Another DNF. Pathfinder by Orson Scott Card. As the Shelf-Sitter Reading Challenge wears on, I am becoming increasingly ruthless about setting aside a book simply because it hasn't won me over enough to want to continue with it, which I previously wouldn't have considered a good enough reason to stop reading.

This book was passed on to me by one of The Parent's best longtime friends, a lovely seventysomething lady who is like an aunt to me, and with whom I share a large area of reading taste overlap. She gave the book to The Parent to give to me, I assumed because she enjoyed it and thought I would too-- we're both big fans of Card's Ender series. However, when I spoke to her a couple of weeks ago, she said that she'd quit the book halfway through and wanted to see what my take was on it. That probably soured me a bit before I even began.

I have to say, this is in no way a terrible book. The worldbuilding is interesting, the writing is mostly servicable with occasional flashes of very good, and there's a cool "is this Fantasy or Science Fiction?" element to keep you turning pages. However, there are also two things about it that are annoying me. On their own, these things seem like petty reasons to stop reading a book, and if this was a 300-page stand-alone novel, they wouldn't stop me from finishing it. But this is a 650-page book that is the first in a trilogy/series, and I don't care to be annoyed for ~1,500 pages.

Annoying thing #1: The Tone. The two main characters are 13-year-old boys from a podunk hill-people village in the mountains, and they are just way too mature and wise and witty to be believable. This is also my complaint about the Ender stories: the kids seem just way too old for how old he wants them to be. In Ender I can let it go because the kids are all hand-picked freaky geniuses. Running across it again in Pathfinder makes me start to think that this isn't actually being done for effect at all, that Card really does have no idea what kids are actually like-- or, more likely, that he portrays young boys the way he remembers feeling about himself at the same age. And everyone remembers themselves as how mature and cool they felt, not as how they appeared to others. This is why people over 25 are generally horrified to encounter teenagers: because they are SO YOUNG, and you remember yourself being far older than that at age 15.

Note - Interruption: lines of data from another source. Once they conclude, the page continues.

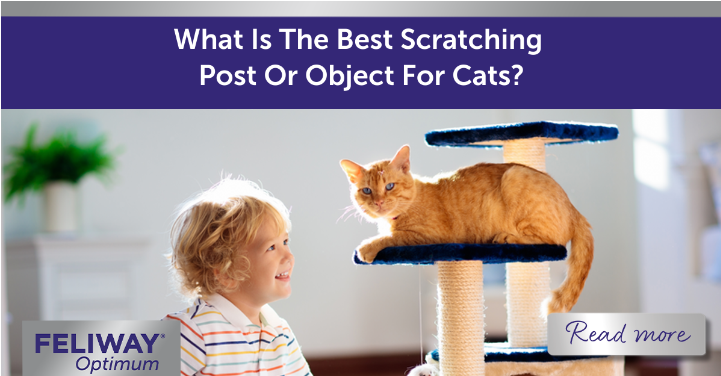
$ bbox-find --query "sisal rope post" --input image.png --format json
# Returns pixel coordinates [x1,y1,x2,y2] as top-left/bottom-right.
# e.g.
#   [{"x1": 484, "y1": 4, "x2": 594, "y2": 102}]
[
  {"x1": 437, "y1": 261, "x2": 485, "y2": 376},
  {"x1": 503, "y1": 138, "x2": 551, "y2": 347}
]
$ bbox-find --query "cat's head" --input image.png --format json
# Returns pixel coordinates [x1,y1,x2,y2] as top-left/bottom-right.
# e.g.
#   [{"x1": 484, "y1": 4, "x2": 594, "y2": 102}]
[{"x1": 340, "y1": 145, "x2": 416, "y2": 219}]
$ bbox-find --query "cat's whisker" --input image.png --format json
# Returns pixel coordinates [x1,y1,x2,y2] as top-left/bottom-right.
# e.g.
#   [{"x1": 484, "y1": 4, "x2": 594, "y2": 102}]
[{"x1": 335, "y1": 205, "x2": 355, "y2": 223}]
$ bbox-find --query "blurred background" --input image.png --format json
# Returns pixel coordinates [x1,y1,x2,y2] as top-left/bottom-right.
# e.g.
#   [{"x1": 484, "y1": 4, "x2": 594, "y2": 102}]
[{"x1": 2, "y1": 110, "x2": 721, "y2": 375}]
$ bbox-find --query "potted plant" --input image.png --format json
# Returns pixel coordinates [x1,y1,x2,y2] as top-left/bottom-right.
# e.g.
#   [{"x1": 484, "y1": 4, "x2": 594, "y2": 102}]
[{"x1": 4, "y1": 124, "x2": 117, "y2": 233}]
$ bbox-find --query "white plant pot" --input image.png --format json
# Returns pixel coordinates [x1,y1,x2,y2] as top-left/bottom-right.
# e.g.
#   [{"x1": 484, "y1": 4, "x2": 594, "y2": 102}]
[{"x1": 44, "y1": 181, "x2": 78, "y2": 233}]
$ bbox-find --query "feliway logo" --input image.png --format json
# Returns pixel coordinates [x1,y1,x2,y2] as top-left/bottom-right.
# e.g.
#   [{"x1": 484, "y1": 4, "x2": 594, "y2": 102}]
[{"x1": 23, "y1": 321, "x2": 180, "y2": 376}]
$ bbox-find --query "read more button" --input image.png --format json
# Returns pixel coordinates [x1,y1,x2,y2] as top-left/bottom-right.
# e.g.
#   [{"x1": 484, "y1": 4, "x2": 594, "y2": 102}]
[{"x1": 548, "y1": 313, "x2": 706, "y2": 356}]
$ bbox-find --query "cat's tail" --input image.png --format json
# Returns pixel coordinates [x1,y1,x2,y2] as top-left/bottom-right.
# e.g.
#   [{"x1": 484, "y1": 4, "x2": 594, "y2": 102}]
[{"x1": 545, "y1": 213, "x2": 593, "y2": 313}]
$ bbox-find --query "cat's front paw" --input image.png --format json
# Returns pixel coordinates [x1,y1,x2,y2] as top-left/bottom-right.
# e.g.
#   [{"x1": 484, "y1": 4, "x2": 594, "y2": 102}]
[{"x1": 358, "y1": 243, "x2": 381, "y2": 264}]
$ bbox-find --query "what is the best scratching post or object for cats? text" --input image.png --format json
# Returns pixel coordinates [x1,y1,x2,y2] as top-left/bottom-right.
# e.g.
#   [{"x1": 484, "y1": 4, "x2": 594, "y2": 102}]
[{"x1": 357, "y1": 122, "x2": 623, "y2": 376}]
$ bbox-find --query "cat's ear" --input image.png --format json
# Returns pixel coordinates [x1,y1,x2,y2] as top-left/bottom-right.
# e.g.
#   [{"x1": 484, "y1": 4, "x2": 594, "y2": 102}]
[
  {"x1": 340, "y1": 159, "x2": 363, "y2": 184},
  {"x1": 390, "y1": 145, "x2": 411, "y2": 174}
]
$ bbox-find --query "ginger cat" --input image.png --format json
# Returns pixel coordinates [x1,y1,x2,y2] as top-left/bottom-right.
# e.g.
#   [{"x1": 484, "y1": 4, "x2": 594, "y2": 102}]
[{"x1": 340, "y1": 145, "x2": 593, "y2": 313}]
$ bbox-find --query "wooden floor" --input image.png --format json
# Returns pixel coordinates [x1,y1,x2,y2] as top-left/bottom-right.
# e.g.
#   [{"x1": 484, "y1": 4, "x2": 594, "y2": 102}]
[{"x1": 307, "y1": 353, "x2": 678, "y2": 376}]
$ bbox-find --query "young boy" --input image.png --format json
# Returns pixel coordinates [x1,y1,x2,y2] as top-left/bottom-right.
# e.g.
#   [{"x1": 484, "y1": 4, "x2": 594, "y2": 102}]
[{"x1": 163, "y1": 179, "x2": 311, "y2": 376}]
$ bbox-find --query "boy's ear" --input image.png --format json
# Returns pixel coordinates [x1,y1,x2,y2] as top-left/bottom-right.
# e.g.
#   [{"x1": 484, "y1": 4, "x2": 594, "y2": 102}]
[
  {"x1": 389, "y1": 145, "x2": 411, "y2": 174},
  {"x1": 213, "y1": 269, "x2": 228, "y2": 287},
  {"x1": 340, "y1": 159, "x2": 363, "y2": 184}
]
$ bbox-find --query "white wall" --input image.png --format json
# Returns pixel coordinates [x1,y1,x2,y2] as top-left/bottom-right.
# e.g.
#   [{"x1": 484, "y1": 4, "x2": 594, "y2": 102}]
[{"x1": 2, "y1": 110, "x2": 638, "y2": 362}]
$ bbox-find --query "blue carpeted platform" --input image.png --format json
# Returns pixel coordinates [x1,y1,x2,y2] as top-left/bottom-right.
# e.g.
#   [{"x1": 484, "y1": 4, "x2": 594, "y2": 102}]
[
  {"x1": 426, "y1": 121, "x2": 618, "y2": 148},
  {"x1": 353, "y1": 243, "x2": 566, "y2": 265},
  {"x1": 430, "y1": 342, "x2": 605, "y2": 363}
]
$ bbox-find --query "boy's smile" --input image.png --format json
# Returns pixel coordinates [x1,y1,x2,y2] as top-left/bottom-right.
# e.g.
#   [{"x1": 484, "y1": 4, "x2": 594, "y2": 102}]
[{"x1": 221, "y1": 217, "x2": 295, "y2": 321}]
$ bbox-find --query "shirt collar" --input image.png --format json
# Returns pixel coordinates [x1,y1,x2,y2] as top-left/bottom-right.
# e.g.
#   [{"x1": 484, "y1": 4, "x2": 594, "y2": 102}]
[{"x1": 205, "y1": 294, "x2": 283, "y2": 328}]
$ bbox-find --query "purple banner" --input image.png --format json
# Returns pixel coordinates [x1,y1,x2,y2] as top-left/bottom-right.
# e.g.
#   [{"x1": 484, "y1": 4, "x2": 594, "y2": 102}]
[{"x1": 2, "y1": 17, "x2": 721, "y2": 109}]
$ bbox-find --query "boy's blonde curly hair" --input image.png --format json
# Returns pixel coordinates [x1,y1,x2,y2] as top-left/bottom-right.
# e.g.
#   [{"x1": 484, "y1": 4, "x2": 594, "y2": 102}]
[{"x1": 170, "y1": 178, "x2": 290, "y2": 299}]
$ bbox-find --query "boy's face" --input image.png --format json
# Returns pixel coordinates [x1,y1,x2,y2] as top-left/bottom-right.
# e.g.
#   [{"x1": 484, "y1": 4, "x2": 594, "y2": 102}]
[{"x1": 237, "y1": 214, "x2": 295, "y2": 307}]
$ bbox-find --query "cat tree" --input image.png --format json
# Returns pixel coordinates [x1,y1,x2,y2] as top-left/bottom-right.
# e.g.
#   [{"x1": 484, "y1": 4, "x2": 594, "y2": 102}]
[{"x1": 354, "y1": 122, "x2": 623, "y2": 376}]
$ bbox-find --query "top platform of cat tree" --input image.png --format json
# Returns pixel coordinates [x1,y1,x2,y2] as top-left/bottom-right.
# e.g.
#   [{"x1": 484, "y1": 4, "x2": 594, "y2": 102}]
[{"x1": 426, "y1": 121, "x2": 618, "y2": 148}]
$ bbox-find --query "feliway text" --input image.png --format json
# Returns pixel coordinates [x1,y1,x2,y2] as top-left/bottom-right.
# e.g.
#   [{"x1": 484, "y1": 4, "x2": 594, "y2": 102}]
[
  {"x1": 548, "y1": 313, "x2": 706, "y2": 356},
  {"x1": 171, "y1": 28, "x2": 541, "y2": 92},
  {"x1": 23, "y1": 321, "x2": 180, "y2": 376}
]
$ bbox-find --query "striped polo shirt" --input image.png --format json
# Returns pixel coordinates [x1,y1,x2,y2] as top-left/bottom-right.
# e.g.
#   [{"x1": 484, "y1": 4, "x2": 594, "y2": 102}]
[{"x1": 163, "y1": 295, "x2": 311, "y2": 376}]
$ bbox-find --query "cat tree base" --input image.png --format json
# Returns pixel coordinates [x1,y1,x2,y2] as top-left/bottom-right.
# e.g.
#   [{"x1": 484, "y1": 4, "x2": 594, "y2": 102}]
[
  {"x1": 426, "y1": 342, "x2": 625, "y2": 376},
  {"x1": 486, "y1": 356, "x2": 624, "y2": 376}
]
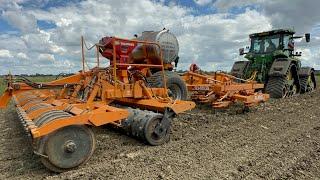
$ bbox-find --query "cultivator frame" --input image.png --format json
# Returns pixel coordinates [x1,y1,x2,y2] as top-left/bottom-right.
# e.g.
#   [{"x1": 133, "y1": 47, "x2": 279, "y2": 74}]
[
  {"x1": 0, "y1": 37, "x2": 195, "y2": 172},
  {"x1": 182, "y1": 64, "x2": 269, "y2": 109}
]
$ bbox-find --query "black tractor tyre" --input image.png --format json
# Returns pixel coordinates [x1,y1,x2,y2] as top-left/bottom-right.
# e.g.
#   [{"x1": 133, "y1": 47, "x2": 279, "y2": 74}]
[
  {"x1": 266, "y1": 64, "x2": 301, "y2": 99},
  {"x1": 300, "y1": 71, "x2": 316, "y2": 93},
  {"x1": 266, "y1": 76, "x2": 288, "y2": 99},
  {"x1": 147, "y1": 71, "x2": 188, "y2": 100}
]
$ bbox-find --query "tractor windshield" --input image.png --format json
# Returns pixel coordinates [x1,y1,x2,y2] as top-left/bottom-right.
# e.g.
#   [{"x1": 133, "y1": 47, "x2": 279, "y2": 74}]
[{"x1": 250, "y1": 35, "x2": 280, "y2": 54}]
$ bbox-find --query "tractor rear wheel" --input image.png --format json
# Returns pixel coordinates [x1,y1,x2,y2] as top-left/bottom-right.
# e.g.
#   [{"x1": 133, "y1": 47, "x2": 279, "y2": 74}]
[
  {"x1": 147, "y1": 71, "x2": 188, "y2": 100},
  {"x1": 266, "y1": 64, "x2": 300, "y2": 98}
]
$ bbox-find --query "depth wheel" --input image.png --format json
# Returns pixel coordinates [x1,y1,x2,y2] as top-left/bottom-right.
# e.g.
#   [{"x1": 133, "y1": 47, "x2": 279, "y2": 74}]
[
  {"x1": 144, "y1": 115, "x2": 170, "y2": 146},
  {"x1": 38, "y1": 125, "x2": 96, "y2": 172}
]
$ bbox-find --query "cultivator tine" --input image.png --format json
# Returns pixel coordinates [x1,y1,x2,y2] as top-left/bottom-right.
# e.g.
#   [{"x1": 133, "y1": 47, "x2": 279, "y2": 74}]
[{"x1": 0, "y1": 30, "x2": 195, "y2": 172}]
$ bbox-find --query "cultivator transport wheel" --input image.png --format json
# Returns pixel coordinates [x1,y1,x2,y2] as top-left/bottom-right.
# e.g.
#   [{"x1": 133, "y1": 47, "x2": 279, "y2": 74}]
[
  {"x1": 144, "y1": 114, "x2": 170, "y2": 146},
  {"x1": 147, "y1": 71, "x2": 188, "y2": 100},
  {"x1": 39, "y1": 125, "x2": 95, "y2": 172},
  {"x1": 35, "y1": 110, "x2": 95, "y2": 172},
  {"x1": 121, "y1": 108, "x2": 171, "y2": 146},
  {"x1": 300, "y1": 71, "x2": 316, "y2": 93},
  {"x1": 266, "y1": 65, "x2": 300, "y2": 98}
]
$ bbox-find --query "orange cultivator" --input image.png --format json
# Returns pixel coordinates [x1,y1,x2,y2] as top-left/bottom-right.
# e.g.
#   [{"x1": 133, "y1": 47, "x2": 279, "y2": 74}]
[
  {"x1": 0, "y1": 34, "x2": 195, "y2": 172},
  {"x1": 182, "y1": 64, "x2": 269, "y2": 108}
]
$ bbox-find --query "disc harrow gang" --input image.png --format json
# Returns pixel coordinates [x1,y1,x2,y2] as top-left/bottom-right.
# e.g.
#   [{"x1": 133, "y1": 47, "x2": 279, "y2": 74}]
[{"x1": 0, "y1": 34, "x2": 195, "y2": 172}]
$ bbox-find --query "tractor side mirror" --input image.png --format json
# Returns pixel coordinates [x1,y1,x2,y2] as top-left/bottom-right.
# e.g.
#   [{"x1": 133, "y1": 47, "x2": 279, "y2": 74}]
[
  {"x1": 305, "y1": 33, "x2": 310, "y2": 42},
  {"x1": 239, "y1": 48, "x2": 245, "y2": 56}
]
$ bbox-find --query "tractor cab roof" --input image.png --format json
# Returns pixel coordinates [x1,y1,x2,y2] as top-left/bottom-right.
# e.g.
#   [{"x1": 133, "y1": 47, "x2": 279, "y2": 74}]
[{"x1": 249, "y1": 29, "x2": 295, "y2": 38}]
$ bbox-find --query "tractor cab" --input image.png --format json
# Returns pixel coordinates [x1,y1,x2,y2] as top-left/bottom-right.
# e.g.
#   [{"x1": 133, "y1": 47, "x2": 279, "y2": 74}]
[
  {"x1": 230, "y1": 29, "x2": 316, "y2": 98},
  {"x1": 239, "y1": 29, "x2": 310, "y2": 57}
]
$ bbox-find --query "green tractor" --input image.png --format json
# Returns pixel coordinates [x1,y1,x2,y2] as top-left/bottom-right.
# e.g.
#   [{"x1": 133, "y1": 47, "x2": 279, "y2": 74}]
[{"x1": 231, "y1": 29, "x2": 316, "y2": 98}]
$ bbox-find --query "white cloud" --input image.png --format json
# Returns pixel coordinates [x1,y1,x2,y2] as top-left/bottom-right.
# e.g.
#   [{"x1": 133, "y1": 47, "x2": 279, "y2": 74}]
[
  {"x1": 0, "y1": 49, "x2": 13, "y2": 58},
  {"x1": 194, "y1": 0, "x2": 212, "y2": 6},
  {"x1": 16, "y1": 52, "x2": 29, "y2": 60},
  {"x1": 2, "y1": 10, "x2": 37, "y2": 33},
  {"x1": 38, "y1": 54, "x2": 55, "y2": 63}
]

But I digress. There is a logical explanation for why Rigg is so better educated than he should be, and I'm sure he'll turn out to be some chosen-one type genius... but that doesn't explain why Umbo also sounds about 20 most of the time, with the Whedon-esque banter. If you want to give your 13-year-old boy characters "mature" characteristics, then for heaven's sake divvy those characteristics between them. One kid can speak four languages and have a grad-school level education he got from his father while they were trapping animals in the woods, but if you make that same kid bold and level-headed in a crisis AND a master of witty banter, AND you have a second 13-year-old boy who is also a master of executive function skills and witty retorts... well, then I start rolling my eyes. Maybe it's the seven years of teaching middle school talking here, but this book reads like Card made his characters 13 so Rigg would look even more precocious and impressive, and not because he had the least interest in exploring the emotional reality of early adolescence.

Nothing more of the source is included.